0x0516d020:     lwz     r3,-4(r14)
0x0516d024:     lwz     r4,0(r14)
0x0516d028:     mtxer   r0
0x0516d02c:     addo.   r5,r4,r3
0x0516d030:     bns-    0x516d094
... code to handle overflow, if there is one ...
0x0516d094:     stw     r5,-4(r14)
0x0516d098:     addi    r14,r14,-4

Single-stepping through this code in gdb revealed that with a 2gb heap, the overflow branch was always taken, even if there was no overflow. The exact same code behaved correctly with the default heap size.

Then it hit me like a ton of bricks. The intention of this instruction is to store a zero in the XER register:
0x0516d028: mtxer r0
But it actually stores the value of the register r0! I’m sure I knew this when I was writing the code, but for some reason I didn’t notice I had made a mistake. Well, some two years (!) later, the bug manifests itself.

Why didn’t this bug appear earlier? The reason is simple. The Factor code generator doesn’t use r0 as a general purpose scratch register, because its not really general purpose; some instructions assume an operand of r0 means a literal zero (perhaps I thought mtxer behaves like this).
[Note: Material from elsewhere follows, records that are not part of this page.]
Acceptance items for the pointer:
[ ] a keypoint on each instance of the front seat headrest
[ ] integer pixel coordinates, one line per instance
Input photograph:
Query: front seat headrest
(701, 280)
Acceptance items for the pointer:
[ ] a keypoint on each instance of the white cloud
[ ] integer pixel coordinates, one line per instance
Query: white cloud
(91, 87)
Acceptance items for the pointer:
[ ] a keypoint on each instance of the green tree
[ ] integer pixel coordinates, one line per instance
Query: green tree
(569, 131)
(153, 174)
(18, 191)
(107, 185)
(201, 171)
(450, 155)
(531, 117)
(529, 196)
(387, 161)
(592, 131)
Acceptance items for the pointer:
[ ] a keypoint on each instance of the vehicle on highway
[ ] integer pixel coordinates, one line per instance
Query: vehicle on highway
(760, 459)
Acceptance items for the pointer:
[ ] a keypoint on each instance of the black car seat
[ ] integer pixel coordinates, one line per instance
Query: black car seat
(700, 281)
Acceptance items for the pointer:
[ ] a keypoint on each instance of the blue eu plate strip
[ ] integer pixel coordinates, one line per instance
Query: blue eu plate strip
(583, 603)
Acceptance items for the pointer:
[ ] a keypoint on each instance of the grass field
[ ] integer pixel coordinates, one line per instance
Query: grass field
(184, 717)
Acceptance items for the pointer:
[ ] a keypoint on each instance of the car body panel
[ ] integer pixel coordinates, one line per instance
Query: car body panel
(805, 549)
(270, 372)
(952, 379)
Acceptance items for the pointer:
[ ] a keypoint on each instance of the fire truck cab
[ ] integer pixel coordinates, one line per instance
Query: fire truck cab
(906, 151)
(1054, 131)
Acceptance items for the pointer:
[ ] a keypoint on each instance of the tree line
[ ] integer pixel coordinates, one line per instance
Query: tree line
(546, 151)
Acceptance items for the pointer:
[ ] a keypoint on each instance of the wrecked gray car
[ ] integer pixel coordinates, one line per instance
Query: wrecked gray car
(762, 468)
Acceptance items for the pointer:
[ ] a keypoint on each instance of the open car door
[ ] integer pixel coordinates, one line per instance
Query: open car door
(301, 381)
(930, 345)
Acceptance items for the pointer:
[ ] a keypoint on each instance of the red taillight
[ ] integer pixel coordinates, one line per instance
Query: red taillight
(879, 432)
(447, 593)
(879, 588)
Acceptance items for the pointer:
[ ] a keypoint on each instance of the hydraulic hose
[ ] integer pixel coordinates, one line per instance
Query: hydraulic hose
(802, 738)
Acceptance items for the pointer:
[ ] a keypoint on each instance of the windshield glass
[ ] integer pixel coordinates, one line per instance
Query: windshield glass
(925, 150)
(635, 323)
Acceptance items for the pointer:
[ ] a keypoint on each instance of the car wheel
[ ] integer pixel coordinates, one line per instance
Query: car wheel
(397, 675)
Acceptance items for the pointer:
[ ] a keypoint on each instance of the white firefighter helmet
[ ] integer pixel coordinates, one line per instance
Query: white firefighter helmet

So the code generator only ever uses r0 to store return addresses in the subroutine prologue/epilogue sequences. So when + was called with a pair of fixnums, some random return address was being stuffed into XER; not zero as intended! But amazingly, everything worked, until I thought to test Factor with a larger data heap. The reason it worked is also simple; the code heap is mapped in directly after the data heap, so if the code heap was mapped large enough, storing a return address into XER had the effect of enabling the overflow bit, causing the following BNS instruction to always take the branch.

What an embarrassing bug! I hope the compiler implementation Gods can forgive me for forgetting to initialize a register.